Gross retail margins were typically around 40–50% and had improved since 2021, but food and beverage margins were much higher, in some instances up to 76% – evidence of how a large and successful restaurant or café improves the blended gross margin.

According to the Savills sample, although gross profit margins had increased, net profit margins had decreased by circa -3.5% over the same period – due to heightened operational costs and the challenging macroeconomic environment eroding profits. “That said, we are seeing signs that this is beginning to ease in 2024,” added the surveyor.

Growth recommendations

  • Where premises/leases allow, enter into strategic partnerships to either use vacant space but above all save on business rates and utility costs – for example, veterinary practices and children’s day nurseries.
  • Diversification through concessions. Though income from concessions is typically lower per sq ft, for larger centres, diversifying the offering will bring in new audiences and create a destination feel to a centre. “The top concessions by total count include Maidenhead Aquatics, Cotton Traders and Pavers Shoes,” cites the report. Interestingly, Savills report that Holland & Barrett are trialling concession space in garden centres in 2024, with the first site in Oakham, Leicestershire.
  • Cafés are reported as being the number one concession and can account for a significant proportion of turnover. Food and beverage typically has a higher gross margin than retail, and offerings can add over £3,000 turnover per cover on average. Savills adds, that bringing the catering back in-house can ensure these profits are captured by operators.
  • Introducing renewable energy to centres to reduce utility costs and generate power on-site. “At Golden Hill Community Garden (Bristol), solar panels are used to power a water pump and provide electricity for lighting”. Even on small sites, solar panels fitted to roofs can generate energy requirements for the centre without losing valuable retail space.

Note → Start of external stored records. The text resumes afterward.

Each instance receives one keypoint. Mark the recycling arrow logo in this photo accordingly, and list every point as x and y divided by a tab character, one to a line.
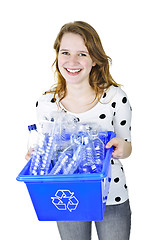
64	199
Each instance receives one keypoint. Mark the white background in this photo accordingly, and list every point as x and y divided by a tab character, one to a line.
129	31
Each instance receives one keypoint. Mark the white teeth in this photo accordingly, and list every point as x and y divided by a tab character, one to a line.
73	71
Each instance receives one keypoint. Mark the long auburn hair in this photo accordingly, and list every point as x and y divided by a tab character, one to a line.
100	77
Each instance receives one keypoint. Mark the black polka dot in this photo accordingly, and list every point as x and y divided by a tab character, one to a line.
114	104
124	100
123	122
116	180
104	95
102	116
53	100
109	179
117	199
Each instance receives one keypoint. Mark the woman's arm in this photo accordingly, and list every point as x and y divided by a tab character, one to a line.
121	148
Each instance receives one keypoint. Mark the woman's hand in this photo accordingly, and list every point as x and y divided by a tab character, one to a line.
121	148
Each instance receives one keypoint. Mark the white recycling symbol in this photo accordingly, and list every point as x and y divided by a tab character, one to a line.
64	200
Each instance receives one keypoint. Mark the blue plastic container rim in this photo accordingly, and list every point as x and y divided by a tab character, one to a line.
24	177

  • Site diversification such as the inclusion of a sculpture park or well-being gardens can help increase “customer dwell times” and provide a social quality to centres, improving ESG and community engagement. Such activities provide an appeal of a destination, with Visit Britain reporting tourism days visits were up 7% in 2023 compared to 2022. Reportedly, Blue Diamond added a play barn, butchers and food hall to Fosseway Garden Centre, and Ruxley Manor Garden Centre in Kent, has submitted a planning application for £1.5m of leisure activities, including an 18-hole adventure golf course and high ropes zip-line course.
  • With heightened consumer focus on quality, garden centre upgrades though potentially costly can increase footfall and onsite spend. At the HTA conference, Hillier warned about the dangers of “paralysis of infrastructure” where centres dilapidated premises can result in failing to entice the changing expectations of consumers. For those whom are members of the HTA, they have access to the Business Improvement Scheme where small to medium sized independent retailers share knowledge, feedback, support and business development opportunities – including upgrading premises efficiently.

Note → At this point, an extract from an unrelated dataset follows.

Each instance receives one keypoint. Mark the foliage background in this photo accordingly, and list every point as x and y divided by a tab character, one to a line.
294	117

  • Luxury product ranges: Despite the cost of living squeeze, luxury goods have often proved to be inflation-proof, and millennials’ connections to brands should not be underestimated, says Savills.

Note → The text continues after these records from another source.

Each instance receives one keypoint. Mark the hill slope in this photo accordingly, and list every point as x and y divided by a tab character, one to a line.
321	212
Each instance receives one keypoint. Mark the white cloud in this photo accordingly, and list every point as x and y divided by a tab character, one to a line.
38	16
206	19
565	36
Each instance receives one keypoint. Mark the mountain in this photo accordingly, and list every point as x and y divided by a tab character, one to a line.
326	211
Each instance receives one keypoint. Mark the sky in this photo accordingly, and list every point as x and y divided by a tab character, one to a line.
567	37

  • Changing customer expectations. Savills report of a poll by Drapers revealed that 54% of 18–24 year olds would rather go to a garden centre than a nightclub. Ensuring attractive product ranges for these groups, such as indoor plants or balcony-friendly plants – especially as this demographic more commonly resides in rented accommodation without access to a garden. The RHS also predict ‘houseplants’ and ‘greening of grey spaces’ (including balconies and windowsills) to be a continued theme in 2024. Engagement in community projects, pubic gardens and spaces – which are gaining momentum could also demonstrate an avenue towards attracting a new client base, says Savills.